Q. Are there structural problems that African countries need to resolve so that this technology can reach its full potential?
A. In Africa, just like everywhere else, technology operates in expanded ecosystems and requires multidimensional approaches to reap the most benefit from it. AI can help us save energy and reduce food waste. Imagine a system in which we know, in real time, the supply of a certain grain, let’s say wheat. Let’s say Nigeria has a surplus and Ghana has a deficit. We could meet that need with maximum agility. But to do so, we would have to make progress when it comes to the free movement of goods and people. AI is a tool that allows us to expand, that improves us, but always with human beings holding the brush as artists at work, as authors.
Q. Could optimism about AI’s potential for social impact encourage African leaders to drive digital transformation?
A. I hope so. It is certainly pushing us as a continent to reflect on how we can use this new tool to maximize social benefits. It is an extra motivation.
Q. Is there a risk that we’ll be dazzled by AI and that will cause us to discard less sophisticated, but perhaps more effective tools, in certain contexts?
A. What comes to mind is mobile money [economic transactions via text message that are very popular in sub-Saharan Africa], which arose on the continent to deal with deficiencies in internet connectivity and has allowed money to flow more freely. It’s a system based on an infrastructure that, today, we consider almost rudimentary. It has improved the lives of millions of Africans who don’t have a bank account or stable access to the internet.
Q. Is there a truly African approach to addressing the gender gap in technology training and professions?
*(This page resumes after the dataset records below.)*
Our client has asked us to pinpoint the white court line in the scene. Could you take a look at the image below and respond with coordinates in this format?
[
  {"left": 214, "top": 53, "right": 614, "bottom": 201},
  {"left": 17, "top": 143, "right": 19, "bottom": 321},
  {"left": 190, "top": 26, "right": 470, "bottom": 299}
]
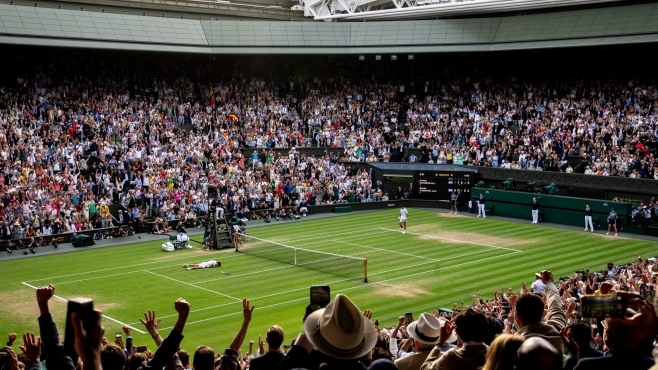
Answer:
[
  {"left": 378, "top": 227, "right": 522, "bottom": 253},
  {"left": 147, "top": 246, "right": 502, "bottom": 325},
  {"left": 191, "top": 265, "right": 296, "bottom": 285},
  {"left": 48, "top": 263, "right": 210, "bottom": 286},
  {"left": 22, "top": 282, "right": 146, "bottom": 334},
  {"left": 142, "top": 270, "right": 242, "bottom": 301},
  {"left": 28, "top": 253, "right": 246, "bottom": 282},
  {"left": 160, "top": 252, "right": 520, "bottom": 330}
]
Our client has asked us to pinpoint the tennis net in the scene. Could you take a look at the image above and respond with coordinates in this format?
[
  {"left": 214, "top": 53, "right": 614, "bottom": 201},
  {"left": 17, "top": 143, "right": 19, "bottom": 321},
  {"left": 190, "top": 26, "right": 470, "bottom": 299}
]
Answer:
[{"left": 237, "top": 235, "right": 368, "bottom": 282}]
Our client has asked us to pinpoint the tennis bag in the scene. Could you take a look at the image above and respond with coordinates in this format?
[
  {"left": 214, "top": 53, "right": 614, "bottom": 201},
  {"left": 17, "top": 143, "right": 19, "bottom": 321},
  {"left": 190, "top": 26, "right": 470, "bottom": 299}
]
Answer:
[{"left": 162, "top": 242, "right": 174, "bottom": 252}]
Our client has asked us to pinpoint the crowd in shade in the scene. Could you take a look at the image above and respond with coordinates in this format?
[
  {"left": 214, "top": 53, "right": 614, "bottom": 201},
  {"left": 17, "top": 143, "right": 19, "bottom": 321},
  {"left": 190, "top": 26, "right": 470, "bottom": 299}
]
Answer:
[
  {"left": 0, "top": 255, "right": 658, "bottom": 370},
  {"left": 0, "top": 49, "right": 658, "bottom": 244}
]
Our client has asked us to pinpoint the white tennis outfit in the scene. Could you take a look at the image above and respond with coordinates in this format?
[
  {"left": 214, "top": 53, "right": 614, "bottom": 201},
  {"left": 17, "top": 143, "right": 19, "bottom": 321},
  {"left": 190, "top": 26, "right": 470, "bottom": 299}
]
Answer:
[
  {"left": 400, "top": 208, "right": 409, "bottom": 222},
  {"left": 199, "top": 260, "right": 217, "bottom": 269}
]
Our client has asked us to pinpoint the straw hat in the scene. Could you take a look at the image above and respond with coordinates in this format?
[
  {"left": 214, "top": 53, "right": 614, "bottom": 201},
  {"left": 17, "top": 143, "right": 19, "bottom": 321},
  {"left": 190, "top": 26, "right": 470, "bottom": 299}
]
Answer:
[
  {"left": 304, "top": 294, "right": 377, "bottom": 360},
  {"left": 407, "top": 313, "right": 443, "bottom": 344}
]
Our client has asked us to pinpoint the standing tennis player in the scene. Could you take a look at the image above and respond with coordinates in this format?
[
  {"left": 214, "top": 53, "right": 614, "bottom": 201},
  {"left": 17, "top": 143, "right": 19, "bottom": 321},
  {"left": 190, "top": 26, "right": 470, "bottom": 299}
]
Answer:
[
  {"left": 605, "top": 208, "right": 617, "bottom": 236},
  {"left": 450, "top": 191, "right": 458, "bottom": 214},
  {"left": 398, "top": 205, "right": 409, "bottom": 234}
]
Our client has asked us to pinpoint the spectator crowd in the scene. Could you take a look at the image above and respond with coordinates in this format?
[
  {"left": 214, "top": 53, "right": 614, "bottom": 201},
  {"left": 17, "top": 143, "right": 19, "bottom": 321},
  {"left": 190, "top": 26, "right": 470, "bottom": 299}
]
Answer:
[
  {"left": 0, "top": 255, "right": 658, "bottom": 370},
  {"left": 0, "top": 51, "right": 658, "bottom": 248}
]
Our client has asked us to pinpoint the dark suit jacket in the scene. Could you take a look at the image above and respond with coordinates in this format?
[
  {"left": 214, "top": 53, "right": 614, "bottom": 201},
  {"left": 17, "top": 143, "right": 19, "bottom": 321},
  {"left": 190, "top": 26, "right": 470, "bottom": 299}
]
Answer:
[
  {"left": 38, "top": 313, "right": 77, "bottom": 370},
  {"left": 249, "top": 351, "right": 285, "bottom": 370},
  {"left": 574, "top": 348, "right": 654, "bottom": 370}
]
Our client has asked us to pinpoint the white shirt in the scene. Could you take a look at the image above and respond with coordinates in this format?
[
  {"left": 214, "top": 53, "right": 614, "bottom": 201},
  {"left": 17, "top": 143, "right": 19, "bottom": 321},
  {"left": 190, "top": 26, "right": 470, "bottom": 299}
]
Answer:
[{"left": 530, "top": 279, "right": 546, "bottom": 294}]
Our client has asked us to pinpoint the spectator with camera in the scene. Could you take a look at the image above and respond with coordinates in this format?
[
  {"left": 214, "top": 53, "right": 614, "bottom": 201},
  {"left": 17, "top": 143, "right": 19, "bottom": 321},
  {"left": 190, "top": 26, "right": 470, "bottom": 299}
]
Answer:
[
  {"left": 421, "top": 307, "right": 488, "bottom": 370},
  {"left": 512, "top": 270, "right": 567, "bottom": 356}
]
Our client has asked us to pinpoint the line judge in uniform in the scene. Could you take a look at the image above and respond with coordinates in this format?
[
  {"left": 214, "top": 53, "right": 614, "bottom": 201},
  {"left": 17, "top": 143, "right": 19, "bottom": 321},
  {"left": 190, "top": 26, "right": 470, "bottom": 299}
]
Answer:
[
  {"left": 478, "top": 194, "right": 487, "bottom": 218},
  {"left": 585, "top": 204, "right": 594, "bottom": 232},
  {"left": 532, "top": 197, "right": 539, "bottom": 224}
]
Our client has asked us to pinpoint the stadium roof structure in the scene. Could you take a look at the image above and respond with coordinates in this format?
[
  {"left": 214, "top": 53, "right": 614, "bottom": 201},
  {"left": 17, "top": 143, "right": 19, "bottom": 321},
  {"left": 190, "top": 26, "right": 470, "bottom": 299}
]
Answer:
[
  {"left": 0, "top": 0, "right": 658, "bottom": 52},
  {"left": 299, "top": 0, "right": 619, "bottom": 21}
]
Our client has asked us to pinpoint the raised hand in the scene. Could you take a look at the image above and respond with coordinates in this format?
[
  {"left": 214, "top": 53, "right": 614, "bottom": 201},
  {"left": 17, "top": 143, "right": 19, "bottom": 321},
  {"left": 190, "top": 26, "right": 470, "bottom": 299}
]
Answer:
[
  {"left": 139, "top": 310, "right": 162, "bottom": 336},
  {"left": 439, "top": 321, "right": 455, "bottom": 343},
  {"left": 7, "top": 351, "right": 20, "bottom": 370},
  {"left": 20, "top": 332, "right": 41, "bottom": 363},
  {"left": 37, "top": 284, "right": 55, "bottom": 315},
  {"left": 238, "top": 349, "right": 247, "bottom": 370},
  {"left": 242, "top": 298, "right": 256, "bottom": 322},
  {"left": 174, "top": 298, "right": 190, "bottom": 318},
  {"left": 616, "top": 292, "right": 658, "bottom": 336},
  {"left": 172, "top": 298, "right": 190, "bottom": 336},
  {"left": 71, "top": 310, "right": 105, "bottom": 370},
  {"left": 560, "top": 326, "right": 580, "bottom": 357}
]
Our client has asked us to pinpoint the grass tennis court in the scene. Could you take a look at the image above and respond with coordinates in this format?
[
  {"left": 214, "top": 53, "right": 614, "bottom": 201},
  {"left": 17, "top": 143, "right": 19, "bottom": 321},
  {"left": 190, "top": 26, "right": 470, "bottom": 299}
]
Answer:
[{"left": 0, "top": 209, "right": 655, "bottom": 352}]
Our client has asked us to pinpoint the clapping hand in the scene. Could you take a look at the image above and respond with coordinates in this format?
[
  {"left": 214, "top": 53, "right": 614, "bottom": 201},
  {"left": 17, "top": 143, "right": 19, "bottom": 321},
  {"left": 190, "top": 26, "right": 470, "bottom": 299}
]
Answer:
[
  {"left": 20, "top": 332, "right": 41, "bottom": 363},
  {"left": 71, "top": 310, "right": 105, "bottom": 370},
  {"left": 617, "top": 292, "right": 658, "bottom": 336},
  {"left": 37, "top": 284, "right": 55, "bottom": 315},
  {"left": 560, "top": 326, "right": 580, "bottom": 358},
  {"left": 139, "top": 310, "right": 162, "bottom": 336},
  {"left": 242, "top": 298, "right": 256, "bottom": 322}
]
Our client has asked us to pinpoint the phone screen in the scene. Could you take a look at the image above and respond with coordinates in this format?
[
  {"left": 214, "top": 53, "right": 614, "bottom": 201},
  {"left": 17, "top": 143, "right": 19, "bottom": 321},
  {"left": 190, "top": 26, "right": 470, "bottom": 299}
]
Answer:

A. A recent UNESCO study said that for every 100 African men with Excel training, there were 40 women. We have a lot of work to do. In the political sphere, progress has been notable. There are many female ministers in African governments and there are beginning to be female presidents, most recently in Namibia [Netumbo Nandi-Ndaitwah, who began her term in March]. But we have to bring that change down to earth and extend it to the rest of the population, especially in the scientific-technological field. Perhaps a truly African approach could come from putting our faith in youth [70% of the population of sub-Saharan Africa is less than 30 years old] as the basis of development for the continent: giving a young man or woman a computer with internet connection and waiting for the unexpected to happen.
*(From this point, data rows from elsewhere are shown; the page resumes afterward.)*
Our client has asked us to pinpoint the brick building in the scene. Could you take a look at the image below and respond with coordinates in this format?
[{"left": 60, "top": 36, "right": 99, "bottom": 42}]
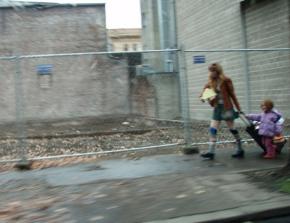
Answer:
[
  {"left": 0, "top": 3, "right": 130, "bottom": 122},
  {"left": 108, "top": 29, "right": 142, "bottom": 51}
]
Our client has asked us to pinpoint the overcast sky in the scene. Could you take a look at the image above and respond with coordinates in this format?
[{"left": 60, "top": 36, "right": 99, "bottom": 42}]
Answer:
[{"left": 12, "top": 0, "right": 141, "bottom": 29}]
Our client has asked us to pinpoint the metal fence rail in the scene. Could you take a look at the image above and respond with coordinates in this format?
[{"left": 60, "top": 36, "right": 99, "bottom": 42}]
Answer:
[{"left": 0, "top": 48, "right": 290, "bottom": 163}]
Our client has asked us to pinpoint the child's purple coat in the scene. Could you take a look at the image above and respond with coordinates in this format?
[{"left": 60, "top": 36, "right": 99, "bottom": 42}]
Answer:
[{"left": 246, "top": 110, "right": 282, "bottom": 137}]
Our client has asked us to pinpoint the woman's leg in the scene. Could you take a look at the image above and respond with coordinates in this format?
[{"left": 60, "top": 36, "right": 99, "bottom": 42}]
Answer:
[
  {"left": 263, "top": 136, "right": 276, "bottom": 159},
  {"left": 201, "top": 120, "right": 220, "bottom": 159},
  {"left": 226, "top": 120, "right": 244, "bottom": 158}
]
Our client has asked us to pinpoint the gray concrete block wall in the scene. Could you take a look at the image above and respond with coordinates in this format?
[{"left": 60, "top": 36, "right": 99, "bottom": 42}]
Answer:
[
  {"left": 245, "top": 0, "right": 290, "bottom": 117},
  {"left": 176, "top": 0, "right": 246, "bottom": 119},
  {"left": 176, "top": 0, "right": 290, "bottom": 119}
]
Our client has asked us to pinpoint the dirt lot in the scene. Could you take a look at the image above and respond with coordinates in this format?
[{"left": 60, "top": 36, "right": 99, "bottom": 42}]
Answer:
[{"left": 0, "top": 116, "right": 288, "bottom": 171}]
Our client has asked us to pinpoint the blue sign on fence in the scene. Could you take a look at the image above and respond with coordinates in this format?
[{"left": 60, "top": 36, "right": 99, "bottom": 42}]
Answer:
[
  {"left": 36, "top": 64, "right": 52, "bottom": 75},
  {"left": 193, "top": 55, "right": 205, "bottom": 64}
]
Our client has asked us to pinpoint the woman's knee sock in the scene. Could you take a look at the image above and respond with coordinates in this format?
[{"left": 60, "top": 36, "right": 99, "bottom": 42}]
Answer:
[
  {"left": 230, "top": 129, "right": 243, "bottom": 151},
  {"left": 208, "top": 127, "right": 217, "bottom": 153}
]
Q. Is it arrogant to think that technology could be the solution to, for example, climate change, which is taking such a high toll on Africa?
A. That’s almost an existential question, with pressing dilemmas: humanity depending on technology to solve its problems, versus technology using us to evolve itself. Or, humans becoming increasingly robotized and AI becoming increasingly humanized. To avoid getting bogged down, we need to return to a fundamental view of humans as inherently optimistic and kind beings. And we must not forget that we are in control and that climate dystopia is a choice. The paradox is that we have the technology to stop the destruction of the planet, but at the same time, we believe that we have lost the battle.
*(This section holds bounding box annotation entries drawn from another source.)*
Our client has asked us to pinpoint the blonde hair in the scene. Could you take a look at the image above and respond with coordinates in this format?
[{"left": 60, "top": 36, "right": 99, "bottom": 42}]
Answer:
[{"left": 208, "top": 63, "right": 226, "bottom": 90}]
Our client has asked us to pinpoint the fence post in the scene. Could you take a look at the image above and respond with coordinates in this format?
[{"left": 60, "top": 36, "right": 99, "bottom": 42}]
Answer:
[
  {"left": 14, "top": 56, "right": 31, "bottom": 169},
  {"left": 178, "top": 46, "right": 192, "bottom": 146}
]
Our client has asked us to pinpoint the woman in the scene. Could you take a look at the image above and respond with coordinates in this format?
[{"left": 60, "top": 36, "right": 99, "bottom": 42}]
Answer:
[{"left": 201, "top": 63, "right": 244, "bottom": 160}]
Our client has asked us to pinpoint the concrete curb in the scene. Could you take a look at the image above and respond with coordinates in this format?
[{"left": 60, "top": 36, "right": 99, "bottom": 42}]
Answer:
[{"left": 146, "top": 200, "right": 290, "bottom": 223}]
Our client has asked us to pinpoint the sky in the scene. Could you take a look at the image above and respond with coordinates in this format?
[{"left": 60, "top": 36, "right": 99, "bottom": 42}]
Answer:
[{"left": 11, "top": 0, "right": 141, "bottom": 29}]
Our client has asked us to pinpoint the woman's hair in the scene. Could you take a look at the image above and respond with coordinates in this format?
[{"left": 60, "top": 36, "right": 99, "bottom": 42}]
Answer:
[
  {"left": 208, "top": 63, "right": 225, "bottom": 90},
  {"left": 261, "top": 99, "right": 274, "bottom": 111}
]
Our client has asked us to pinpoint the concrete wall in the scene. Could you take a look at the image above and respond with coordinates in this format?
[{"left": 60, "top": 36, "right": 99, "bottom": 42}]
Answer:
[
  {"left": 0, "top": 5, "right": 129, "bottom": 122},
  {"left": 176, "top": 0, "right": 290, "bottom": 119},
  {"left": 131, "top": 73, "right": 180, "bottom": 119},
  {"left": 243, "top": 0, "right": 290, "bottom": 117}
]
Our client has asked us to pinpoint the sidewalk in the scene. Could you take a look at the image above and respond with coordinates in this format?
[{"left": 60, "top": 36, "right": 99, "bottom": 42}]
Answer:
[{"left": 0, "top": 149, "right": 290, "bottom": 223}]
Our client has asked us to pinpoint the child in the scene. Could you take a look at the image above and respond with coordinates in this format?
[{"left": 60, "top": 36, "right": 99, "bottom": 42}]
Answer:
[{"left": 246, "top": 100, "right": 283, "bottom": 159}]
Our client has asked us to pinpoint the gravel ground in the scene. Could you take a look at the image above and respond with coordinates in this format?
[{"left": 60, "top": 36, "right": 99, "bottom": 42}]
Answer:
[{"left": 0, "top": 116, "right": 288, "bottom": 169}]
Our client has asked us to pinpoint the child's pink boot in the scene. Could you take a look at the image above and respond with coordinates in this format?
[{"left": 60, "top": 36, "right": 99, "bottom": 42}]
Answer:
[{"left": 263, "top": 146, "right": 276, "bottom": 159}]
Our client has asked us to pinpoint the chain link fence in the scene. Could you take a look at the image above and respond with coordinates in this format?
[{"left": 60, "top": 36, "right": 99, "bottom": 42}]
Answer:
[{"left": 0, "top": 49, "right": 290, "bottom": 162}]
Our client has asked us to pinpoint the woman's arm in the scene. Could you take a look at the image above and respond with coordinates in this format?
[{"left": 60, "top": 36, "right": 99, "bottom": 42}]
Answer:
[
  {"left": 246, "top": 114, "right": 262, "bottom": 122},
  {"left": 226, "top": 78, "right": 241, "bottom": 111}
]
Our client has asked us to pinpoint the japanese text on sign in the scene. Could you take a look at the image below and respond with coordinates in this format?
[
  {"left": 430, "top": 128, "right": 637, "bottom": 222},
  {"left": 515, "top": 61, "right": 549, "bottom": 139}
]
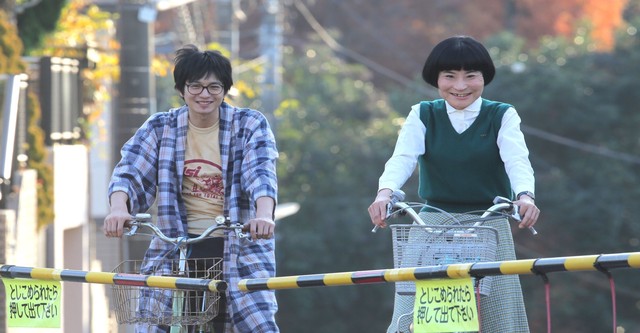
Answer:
[
  {"left": 2, "top": 279, "right": 62, "bottom": 328},
  {"left": 413, "top": 278, "right": 479, "bottom": 333}
]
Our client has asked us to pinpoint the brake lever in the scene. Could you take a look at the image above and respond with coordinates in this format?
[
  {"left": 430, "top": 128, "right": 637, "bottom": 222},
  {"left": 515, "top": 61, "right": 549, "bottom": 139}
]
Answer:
[{"left": 509, "top": 204, "right": 538, "bottom": 236}]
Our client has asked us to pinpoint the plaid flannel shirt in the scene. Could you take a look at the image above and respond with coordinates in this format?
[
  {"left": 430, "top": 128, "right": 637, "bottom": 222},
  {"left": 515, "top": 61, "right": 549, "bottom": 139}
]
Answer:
[{"left": 109, "top": 102, "right": 279, "bottom": 333}]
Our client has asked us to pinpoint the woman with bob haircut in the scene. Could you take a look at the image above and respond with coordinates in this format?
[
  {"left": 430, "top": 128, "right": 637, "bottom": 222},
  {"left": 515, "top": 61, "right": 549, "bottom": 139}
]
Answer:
[{"left": 368, "top": 36, "right": 540, "bottom": 333}]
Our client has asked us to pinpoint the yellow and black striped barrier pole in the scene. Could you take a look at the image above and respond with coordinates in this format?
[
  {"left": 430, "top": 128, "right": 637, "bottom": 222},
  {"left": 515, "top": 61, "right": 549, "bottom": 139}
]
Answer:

Q. Is that perhaps due to the profound systematic changes to our way of life that facing the threat would imply?
A. For all of our virtues, human beings tend towards complacency and comfort, towards thinking in the short term and assuming that someone in the future will fix the mess we’re currently making. We have to find equilibrium in our relationship with nature and not limit ourselves to inventing electric cars to reduce emissions and selling carbon credits to corporations. Faced with the scenario of losing control of the planet or of technology that we created, I insist on humankind’s capacity to decide every day, at all times.